Olimpiyat oyunlarının ikinci haftasına denk gelen bu girişim, eylemcilerin boşluk buldukları Alman güvenliğini geçip sporculardan bazılarını öldürüp bazılarını rehin almaları ile başlıyor. Havaalanına geldiklerinde isteklerine karşılık alamayan ve panikleyen eylemciler katliamı yapıyorlar. Bu sırada tüm dünya televizyonlarında rehinelerin sağ oldukları ve her şeyin kontrol altında olduğu bilgileri veriliyor ve hemen akabinde gerçekler ortaya çıkıyor. Sporcu yakınlarının suratlarını tahmin etmek zor olmasa gerek.

Ele sağ geçirilen üç eylemciyi serbest bırakmak namına kaçırılan bir Lufthansa uçağındakiler değiş tokuş sayesinde kurtuluyor. Teröristler ile hiçbir anlaşma yapma yanlısı olmayan İsrail’de ise durum farklı. İsrail gizli servisi Münih katliamı ardındaki kişileri belirler ve buna ek olarak başka faaliyetlerini takip ettikleri Filistinliler içinde öldürme kararı alır. Bu görevi ise Eric Bana üstlenir.
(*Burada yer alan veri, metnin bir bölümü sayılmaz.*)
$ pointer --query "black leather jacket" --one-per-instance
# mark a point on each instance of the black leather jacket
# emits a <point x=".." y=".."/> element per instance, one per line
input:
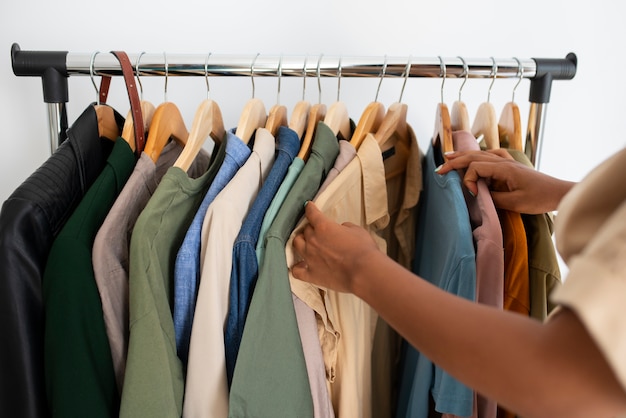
<point x="30" y="219"/>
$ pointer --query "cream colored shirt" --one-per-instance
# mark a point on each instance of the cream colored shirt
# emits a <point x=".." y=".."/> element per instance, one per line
<point x="590" y="233"/>
<point x="206" y="388"/>
<point x="345" y="323"/>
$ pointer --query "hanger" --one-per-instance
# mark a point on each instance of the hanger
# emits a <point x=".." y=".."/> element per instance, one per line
<point x="147" y="111"/>
<point x="394" y="133"/>
<point x="485" y="121"/>
<point x="316" y="115"/>
<point x="253" y="115"/>
<point x="510" y="123"/>
<point x="443" y="125"/>
<point x="337" y="117"/>
<point x="167" y="122"/>
<point x="278" y="113"/>
<point x="372" y="116"/>
<point x="107" y="125"/>
<point x="207" y="122"/>
<point x="460" y="116"/>
<point x="300" y="113"/>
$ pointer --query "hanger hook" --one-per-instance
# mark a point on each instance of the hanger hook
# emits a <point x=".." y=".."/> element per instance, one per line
<point x="319" y="82"/>
<point x="252" y="73"/>
<point x="280" y="75"/>
<point x="520" y="74"/>
<point x="138" y="73"/>
<point x="339" y="78"/>
<point x="92" y="73"/>
<point x="206" y="75"/>
<point x="382" y="75"/>
<point x="465" y="75"/>
<point x="494" y="74"/>
<point x="443" y="75"/>
<point x="407" y="71"/>
<point x="306" y="57"/>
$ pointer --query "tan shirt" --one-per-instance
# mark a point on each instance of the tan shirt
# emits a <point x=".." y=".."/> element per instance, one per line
<point x="345" y="323"/>
<point x="591" y="237"/>
<point x="206" y="389"/>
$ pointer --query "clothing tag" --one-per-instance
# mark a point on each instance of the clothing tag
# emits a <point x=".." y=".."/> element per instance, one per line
<point x="389" y="153"/>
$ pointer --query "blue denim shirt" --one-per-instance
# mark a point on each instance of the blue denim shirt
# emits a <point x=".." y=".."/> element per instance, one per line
<point x="444" y="256"/>
<point x="187" y="268"/>
<point x="245" y="267"/>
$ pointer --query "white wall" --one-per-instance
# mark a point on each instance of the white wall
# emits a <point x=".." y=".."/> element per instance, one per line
<point x="584" y="116"/>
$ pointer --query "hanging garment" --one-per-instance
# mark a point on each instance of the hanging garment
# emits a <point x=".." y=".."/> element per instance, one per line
<point x="206" y="386"/>
<point x="487" y="234"/>
<point x="516" y="276"/>
<point x="29" y="221"/>
<point x="293" y="173"/>
<point x="153" y="382"/>
<point x="187" y="268"/>
<point x="245" y="268"/>
<point x="544" y="272"/>
<point x="80" y="379"/>
<point x="357" y="195"/>
<point x="308" y="321"/>
<point x="445" y="256"/>
<point x="591" y="238"/>
<point x="271" y="349"/>
<point x="403" y="193"/>
<point x="111" y="246"/>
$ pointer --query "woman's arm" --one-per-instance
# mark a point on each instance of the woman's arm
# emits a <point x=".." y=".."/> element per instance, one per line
<point x="538" y="370"/>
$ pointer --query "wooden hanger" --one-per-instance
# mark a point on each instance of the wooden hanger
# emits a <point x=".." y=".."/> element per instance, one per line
<point x="278" y="113"/>
<point x="107" y="125"/>
<point x="317" y="114"/>
<point x="510" y="123"/>
<point x="128" y="131"/>
<point x="167" y="122"/>
<point x="460" y="116"/>
<point x="207" y="122"/>
<point x="443" y="129"/>
<point x="486" y="124"/>
<point x="276" y="119"/>
<point x="510" y="127"/>
<point x="443" y="126"/>
<point x="486" y="121"/>
<point x="372" y="116"/>
<point x="338" y="120"/>
<point x="299" y="117"/>
<point x="369" y="122"/>
<point x="394" y="133"/>
<point x="253" y="115"/>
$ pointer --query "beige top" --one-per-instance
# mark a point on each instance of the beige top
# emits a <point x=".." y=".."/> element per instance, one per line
<point x="591" y="237"/>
Oyun gücü bayağı kuvvetli olan bu aktör sırası ile ne devletin ne de Mossad’ın arka çıkmadığı bir ajan olarak aylarca Avrupa’nın değişik şehirlerinde hedeflerini takip eder. Kendi yapacağı katliamlar o kadar güzel detaylanmış ki etkilenmemek mümkün değil. Bugün herhangi bir ülkenin herhangi bir sokağını ya da evini bile ekranda görüntülemek an meselesi iken 1972 yılında öldüreceği hedefleri görmeden vurma durumu var. Telefon açıp da kurbanın sesini duyunca patlatılan bomba gibi. Hem terörist hem de operasyonu yürüten ajan Avner tetiği çekmeden önce düşünüyor, tereddüt ediyor ve çekmekte zorlanıyor. Katillerin bile insancıl yanlarını da bu şekilde Spielberg göstermiş oluyor.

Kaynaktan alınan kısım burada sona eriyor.